Badajoz arde en fiestas.
Sus calles y plazas rebosan de gentes bullangueras. Los hidalgos y los pecheros, en este día, alternan y ríen juntos, alrededor de las hogueras encendidas en las pla­zas importantes.
Hacía mucho tiempo que el gozo pacífico de Sanjuan no se celebraba de aquella manera. El Rey Sancho el Bravo ha conseguido pacificar la levantisca nobleza. Dos rivales poderosos se venían disputando la hegemo­nía caciquil de la ciudad: los "Portugaleses", estirpe lusi­tana, y los "Bejaranos", que representan la alcurnia ex­tremeña.
Aquella calma tranquila de la noche, en el recién es­trenado verano, se rompía alternativamente depen­diendo de las corridas con que el toro, suelto por las ca­lles, acorralaba las turbas enloquecidas por el peligro del feroz animal.

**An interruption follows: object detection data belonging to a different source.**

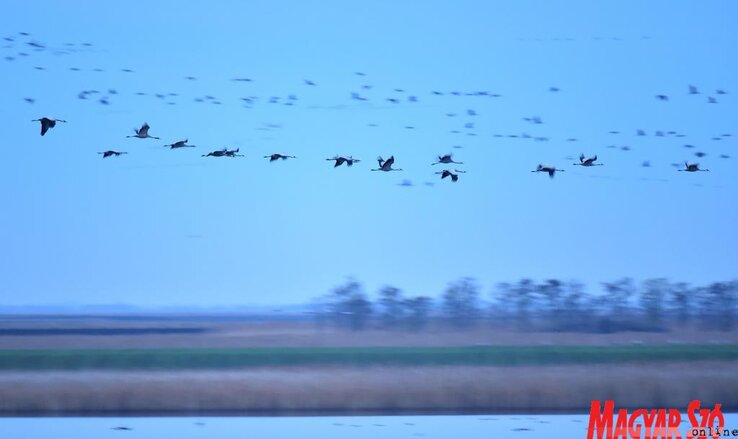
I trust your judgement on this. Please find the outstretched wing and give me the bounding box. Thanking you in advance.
[136,122,149,136]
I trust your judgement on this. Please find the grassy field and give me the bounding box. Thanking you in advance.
[0,361,738,416]
[0,316,738,416]
[0,345,738,371]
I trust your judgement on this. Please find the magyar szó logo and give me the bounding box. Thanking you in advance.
[587,399,724,439]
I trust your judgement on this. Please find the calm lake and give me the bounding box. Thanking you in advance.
[0,413,738,439]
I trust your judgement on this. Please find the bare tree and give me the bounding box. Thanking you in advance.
[379,286,405,329]
[443,277,480,328]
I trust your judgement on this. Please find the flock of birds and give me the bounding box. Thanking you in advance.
[32,117,709,183]
[10,32,730,185]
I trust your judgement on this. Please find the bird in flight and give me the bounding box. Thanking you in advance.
[98,149,128,159]
[574,154,602,167]
[530,164,564,178]
[31,117,67,136]
[326,155,361,168]
[164,139,195,149]
[678,162,709,172]
[126,122,159,140]
[372,156,402,172]
[202,148,243,157]
[436,169,466,183]
[264,154,297,163]
[431,154,464,165]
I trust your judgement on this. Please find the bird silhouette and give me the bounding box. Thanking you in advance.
[436,169,466,183]
[678,162,709,172]
[530,164,564,178]
[326,155,361,168]
[31,117,67,136]
[164,139,195,149]
[264,154,297,163]
[98,149,128,159]
[372,156,402,172]
[431,154,464,165]
[574,154,602,167]
[126,122,159,140]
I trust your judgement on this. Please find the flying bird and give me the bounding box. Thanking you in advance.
[164,139,195,149]
[326,155,361,168]
[431,154,464,165]
[372,156,402,172]
[264,154,297,163]
[202,148,243,157]
[574,154,602,167]
[436,169,466,183]
[678,162,709,172]
[31,117,67,136]
[98,149,128,159]
[530,164,564,178]
[126,122,159,140]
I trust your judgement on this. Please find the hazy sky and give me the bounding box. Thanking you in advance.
[0,0,738,306]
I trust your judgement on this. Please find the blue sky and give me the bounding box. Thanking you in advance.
[0,1,738,306]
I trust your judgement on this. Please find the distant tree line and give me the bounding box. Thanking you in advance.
[313,278,738,333]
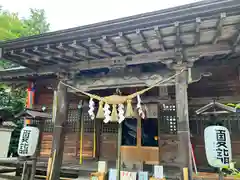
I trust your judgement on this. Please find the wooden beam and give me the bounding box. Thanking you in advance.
[212,13,226,44]
[175,67,192,179]
[39,43,231,72]
[102,36,125,56]
[174,22,186,63]
[88,38,112,57]
[67,40,99,60]
[118,32,139,54]
[3,53,37,71]
[154,26,165,51]
[195,17,201,46]
[49,83,68,180]
[232,27,240,52]
[136,29,152,52]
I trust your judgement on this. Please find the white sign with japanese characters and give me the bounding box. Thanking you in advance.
[204,126,232,168]
[18,126,39,157]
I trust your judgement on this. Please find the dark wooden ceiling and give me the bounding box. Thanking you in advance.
[0,0,240,81]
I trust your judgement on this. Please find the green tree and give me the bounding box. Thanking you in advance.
[0,6,49,156]
[0,6,50,68]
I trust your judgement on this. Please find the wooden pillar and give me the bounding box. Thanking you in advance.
[173,67,192,179]
[49,83,68,180]
[94,119,102,161]
[116,123,122,180]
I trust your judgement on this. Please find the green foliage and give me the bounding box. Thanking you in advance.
[0,7,50,68]
[0,6,49,156]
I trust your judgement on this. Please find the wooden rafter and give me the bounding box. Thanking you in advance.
[212,13,226,44]
[154,26,165,51]
[88,38,112,57]
[136,29,152,52]
[118,32,139,54]
[232,29,240,52]
[0,0,240,74]
[102,36,125,56]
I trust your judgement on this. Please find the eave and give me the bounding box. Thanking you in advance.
[0,0,240,79]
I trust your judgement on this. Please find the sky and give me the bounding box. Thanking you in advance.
[0,0,200,31]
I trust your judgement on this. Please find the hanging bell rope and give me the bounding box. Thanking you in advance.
[60,69,186,123]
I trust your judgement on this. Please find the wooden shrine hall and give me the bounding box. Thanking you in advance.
[0,0,240,179]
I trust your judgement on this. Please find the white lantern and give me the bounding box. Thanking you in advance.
[18,126,39,157]
[204,126,232,168]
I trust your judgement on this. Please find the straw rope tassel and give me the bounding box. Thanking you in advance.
[111,104,118,121]
[125,99,134,118]
[96,101,105,119]
[93,118,97,158]
[79,114,83,164]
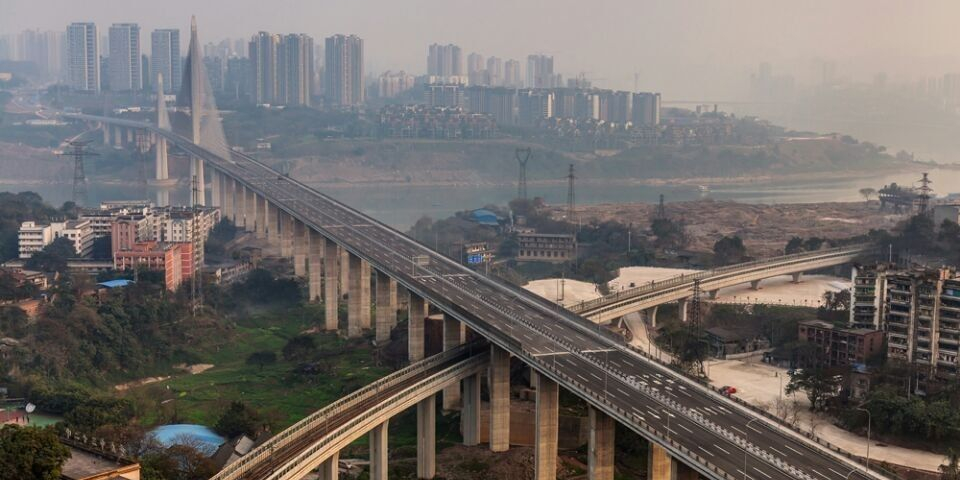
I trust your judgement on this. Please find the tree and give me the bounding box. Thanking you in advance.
[783,237,803,255]
[940,448,960,480]
[0,425,70,480]
[784,368,840,410]
[247,351,277,370]
[283,335,317,360]
[213,401,263,438]
[713,235,747,265]
[24,237,77,272]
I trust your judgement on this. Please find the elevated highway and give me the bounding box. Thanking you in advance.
[76,111,892,480]
[568,245,873,321]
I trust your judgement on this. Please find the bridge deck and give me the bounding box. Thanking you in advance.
[75,113,876,480]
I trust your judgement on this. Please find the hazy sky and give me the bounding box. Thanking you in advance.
[0,0,960,100]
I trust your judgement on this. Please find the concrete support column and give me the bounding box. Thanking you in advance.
[307,228,324,303]
[156,138,170,180]
[643,305,660,328]
[323,238,340,332]
[370,420,390,480]
[293,221,309,277]
[210,169,223,207]
[417,395,437,479]
[407,292,428,363]
[234,182,249,230]
[280,212,293,257]
[374,270,397,345]
[254,196,270,238]
[533,374,560,480]
[587,407,616,480]
[263,202,280,246]
[488,345,510,452]
[319,452,340,480]
[443,313,466,410]
[460,374,480,447]
[347,254,370,338]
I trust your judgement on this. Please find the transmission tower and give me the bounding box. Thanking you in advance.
[58,140,100,206]
[515,148,532,200]
[136,130,150,185]
[190,175,203,316]
[918,172,933,214]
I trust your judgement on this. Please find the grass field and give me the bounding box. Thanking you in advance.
[127,307,390,431]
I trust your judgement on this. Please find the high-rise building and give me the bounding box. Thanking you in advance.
[427,43,463,77]
[67,23,100,93]
[323,35,364,106]
[277,33,314,105]
[377,70,415,98]
[248,32,280,105]
[524,55,562,88]
[108,23,143,92]
[487,57,503,87]
[150,28,183,93]
[503,60,522,88]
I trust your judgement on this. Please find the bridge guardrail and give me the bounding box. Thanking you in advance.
[567,244,870,313]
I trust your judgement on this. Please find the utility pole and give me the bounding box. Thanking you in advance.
[514,147,533,200]
[58,140,100,206]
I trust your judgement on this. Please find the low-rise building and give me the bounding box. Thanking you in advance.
[517,232,577,263]
[797,320,883,367]
[113,241,196,291]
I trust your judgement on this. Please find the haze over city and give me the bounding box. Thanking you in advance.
[0,0,960,480]
[0,0,960,100]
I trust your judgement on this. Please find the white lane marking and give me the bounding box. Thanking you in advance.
[810,468,830,480]
[784,444,803,457]
[752,467,773,478]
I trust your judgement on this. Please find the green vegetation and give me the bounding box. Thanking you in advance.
[0,425,70,480]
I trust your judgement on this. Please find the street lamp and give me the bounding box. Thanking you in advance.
[743,417,760,480]
[857,403,873,472]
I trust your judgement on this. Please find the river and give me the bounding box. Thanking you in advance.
[0,168,960,230]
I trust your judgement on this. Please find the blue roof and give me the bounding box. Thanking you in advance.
[471,208,500,225]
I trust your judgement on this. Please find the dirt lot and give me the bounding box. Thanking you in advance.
[555,200,903,257]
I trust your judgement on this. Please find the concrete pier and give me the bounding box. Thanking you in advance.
[407,292,428,363]
[323,238,340,332]
[374,270,397,345]
[417,395,437,479]
[533,374,560,480]
[347,254,370,338]
[443,314,466,410]
[370,420,390,480]
[587,407,616,480]
[293,221,309,277]
[460,374,481,447]
[318,452,340,480]
[307,228,324,303]
[488,345,510,452]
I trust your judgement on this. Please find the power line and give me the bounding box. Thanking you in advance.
[515,148,532,200]
[58,140,100,206]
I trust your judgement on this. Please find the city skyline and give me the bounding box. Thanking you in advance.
[0,0,960,97]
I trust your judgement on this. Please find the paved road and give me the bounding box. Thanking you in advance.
[75,115,884,480]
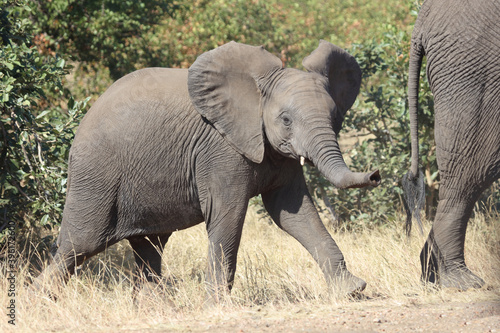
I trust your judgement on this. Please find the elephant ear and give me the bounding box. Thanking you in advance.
[188,42,282,163]
[302,40,361,120]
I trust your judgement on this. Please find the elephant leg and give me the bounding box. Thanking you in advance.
[420,196,484,290]
[33,221,115,298]
[262,170,366,295]
[204,194,248,303]
[128,233,172,289]
[420,162,492,290]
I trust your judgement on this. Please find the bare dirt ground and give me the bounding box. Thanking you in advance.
[147,300,500,333]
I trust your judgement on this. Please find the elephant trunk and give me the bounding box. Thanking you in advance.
[309,129,381,188]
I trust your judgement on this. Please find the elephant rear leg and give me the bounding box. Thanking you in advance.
[33,228,114,298]
[128,233,171,292]
[420,171,494,290]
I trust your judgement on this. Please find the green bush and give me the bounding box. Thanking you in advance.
[0,0,86,241]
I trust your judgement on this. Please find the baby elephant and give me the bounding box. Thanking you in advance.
[39,41,380,301]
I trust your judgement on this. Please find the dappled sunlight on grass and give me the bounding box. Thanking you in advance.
[0,210,500,331]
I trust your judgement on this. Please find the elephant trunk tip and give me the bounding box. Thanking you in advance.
[367,170,382,187]
[337,170,382,188]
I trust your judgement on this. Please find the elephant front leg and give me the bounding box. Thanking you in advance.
[200,195,248,304]
[262,172,366,295]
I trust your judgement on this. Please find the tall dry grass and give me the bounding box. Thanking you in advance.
[0,211,500,332]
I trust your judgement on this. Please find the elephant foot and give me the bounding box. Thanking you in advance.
[329,269,366,297]
[438,266,484,290]
[132,281,175,306]
[420,244,485,290]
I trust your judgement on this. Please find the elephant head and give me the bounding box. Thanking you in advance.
[188,41,380,188]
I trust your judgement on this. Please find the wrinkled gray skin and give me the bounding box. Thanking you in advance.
[409,0,500,289]
[37,41,380,300]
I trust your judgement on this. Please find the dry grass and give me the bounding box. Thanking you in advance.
[0,208,500,332]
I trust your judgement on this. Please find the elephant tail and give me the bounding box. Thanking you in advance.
[402,25,425,236]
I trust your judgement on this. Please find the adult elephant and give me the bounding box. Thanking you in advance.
[37,41,380,299]
[408,0,500,289]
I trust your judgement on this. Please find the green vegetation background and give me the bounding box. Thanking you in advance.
[0,0,500,244]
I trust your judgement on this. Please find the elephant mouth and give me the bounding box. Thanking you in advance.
[299,156,314,166]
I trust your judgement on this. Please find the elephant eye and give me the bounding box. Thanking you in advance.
[280,113,292,126]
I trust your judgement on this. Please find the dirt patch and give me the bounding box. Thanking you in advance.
[146,300,500,333]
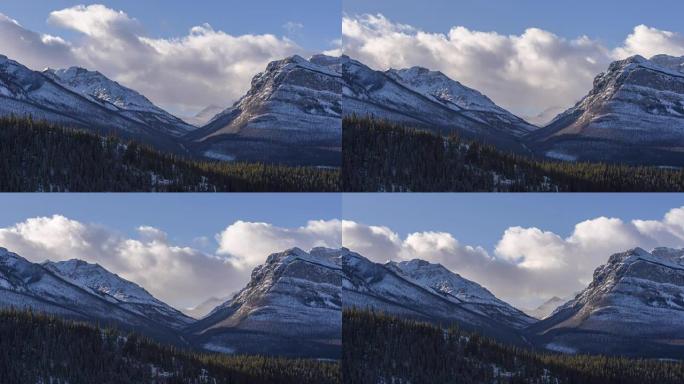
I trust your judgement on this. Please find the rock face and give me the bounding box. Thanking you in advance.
[188,55,342,165]
[0,248,190,344]
[343,249,534,344]
[529,55,684,166]
[187,248,342,358]
[0,55,184,151]
[530,248,684,357]
[341,56,536,150]
[43,67,195,136]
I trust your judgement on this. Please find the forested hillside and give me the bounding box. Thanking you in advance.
[342,117,684,192]
[342,310,684,384]
[0,310,340,384]
[0,117,339,192]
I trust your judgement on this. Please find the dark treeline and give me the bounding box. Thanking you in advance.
[0,117,339,192]
[342,117,684,192]
[0,310,340,384]
[342,309,684,384]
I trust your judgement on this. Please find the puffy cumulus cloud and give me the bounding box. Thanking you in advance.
[216,220,342,269]
[0,13,76,69]
[0,215,255,308]
[0,4,304,114]
[343,207,684,307]
[342,14,684,124]
[614,24,684,59]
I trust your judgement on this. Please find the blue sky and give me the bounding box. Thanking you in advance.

A la larga soga, que cuelga de la testuz del toro, se "ensartan chulos, pillos, borrachos y granu­jas". Mientras, el bravo ejemplar, representante de la dehesa cercana, "corre, atropella, embiste, retrocede, retemblando la tierra a sus pezuñas".
Cuando la masa popular, ebria y cansada, adormece, vomita o descansa en cualquier lugar, comienza la hora de la aristocracia. Es el momento en que las damas ga­llardas y los atrevidos galanes conquistan las calles con sus ricos vestidos y plumas pintadas. Empieza, entonces, la función a ser más noble, animada por bandurrias, vi­huelas, menestriles y candelas.
El punto de cita es la Plaza de la Catedral, donde la hoguera señorial vuelve a ser atizada para iluminar el cortejo de los nobiliarios. Son ellos los que se aprove­chan mejor, y en las últimas horas de la noche, cuando las joyas de sus gargantas compiten en fulgor con las es­trellas.
Son los momentos solemnes que esperan muchas da­mas para descargar su obsesiva prepotencia, rebosantes de admiración o de envidia.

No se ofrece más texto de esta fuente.